La vivacidad que siempre se le alabó se combina en los grupos familiares, a los que se dedica un capítulo en la exposición, con muestras de afecto infrecuentes en la pintura de la época, como vemos en la bella pareja en un jardín del Rijksmuseum, que quizá retrata a Isaac Massa, uno de sus mejores clientes, cuyo rostro aparece en otros dos cuadros que flanquean a este. Además, los comisarios han reunido efímeramente a algunos matrimonios que el mercado del arte había separado.
[Herrera el Mozo, el polémico e ingenioso artista que fue ignorado por Velázquez]
Aunque murió pobre, Hals vivió muy bien durante décadas de sus encargos. Pero completaba ingresos con la enseñanza en un activo taller –al cual se unieron cinco de sus catorce hijos– que producía además copias de sus “tipos populares” para la venta libre, de las que se nos ofrece un buen compendio. Frente a las clásicas escenas de género –domésticas o de parranda–, él pone el acento, en sintonía con los caravaggistas de Utrecht, en figuras individuales que enriquecen su gran fresco humano: músicos, bufones, prostitutas, gentes de taberna, niños de la calle, pescadores… casi todos sonriendo o riendo abiertamente, algo tan difícil de pintar y, para los teóricos, tan poco digno.
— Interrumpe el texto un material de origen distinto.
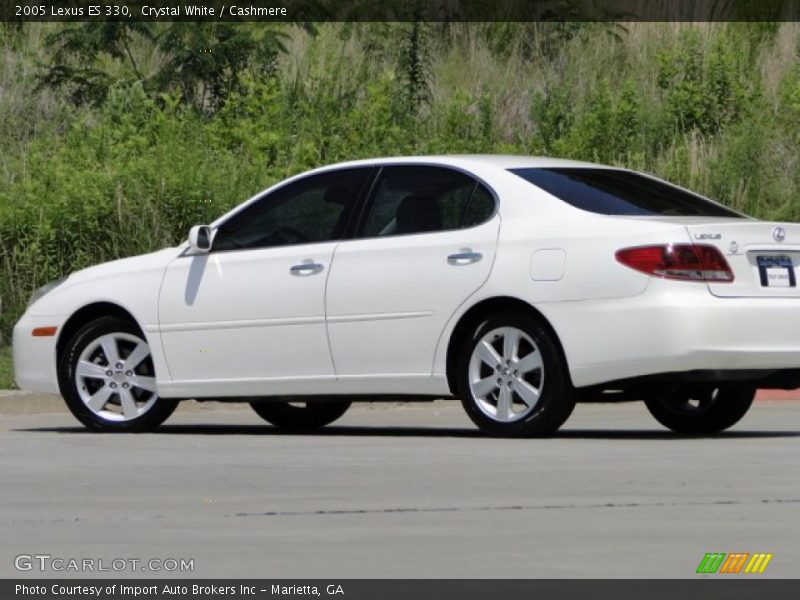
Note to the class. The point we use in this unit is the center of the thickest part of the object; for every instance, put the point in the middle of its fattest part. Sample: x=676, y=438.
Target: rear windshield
x=615, y=192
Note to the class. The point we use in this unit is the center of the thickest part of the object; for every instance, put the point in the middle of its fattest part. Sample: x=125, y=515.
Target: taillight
x=688, y=262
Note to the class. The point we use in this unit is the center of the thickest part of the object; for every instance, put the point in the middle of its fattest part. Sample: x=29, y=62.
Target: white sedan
x=519, y=285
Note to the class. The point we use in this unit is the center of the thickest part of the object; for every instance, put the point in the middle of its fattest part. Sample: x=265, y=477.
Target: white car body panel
x=242, y=316
x=396, y=294
x=378, y=319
Hals no juzga ni desprecia; celebra las manifestaciones de alegría, muy raras, de nuevo, en el arte de su tiempo. Lo demuestra su modernísima Malle Babbe, que padecía alguna enfermedad mental.
A la exposición, que se limita a juntar los retratos por fechas y tipologías, le falta contexto: recurran a las salas del museo, en las que cuelgan otras dos obras del artista. Quizá el público británico no la anhele, porque Hals está bien representado en sus colecciones y, sobre todo, porque hace solo dos años la Wallace Collection, dueña del icónico The Laughing Cavalier, organizó una muestra de trece retratos masculinos, de los que once repiten aquí. Pero, cuidado, que hacía tres décadas que no eran convocados tantos fantasmas de Haarlem. Tan vivos.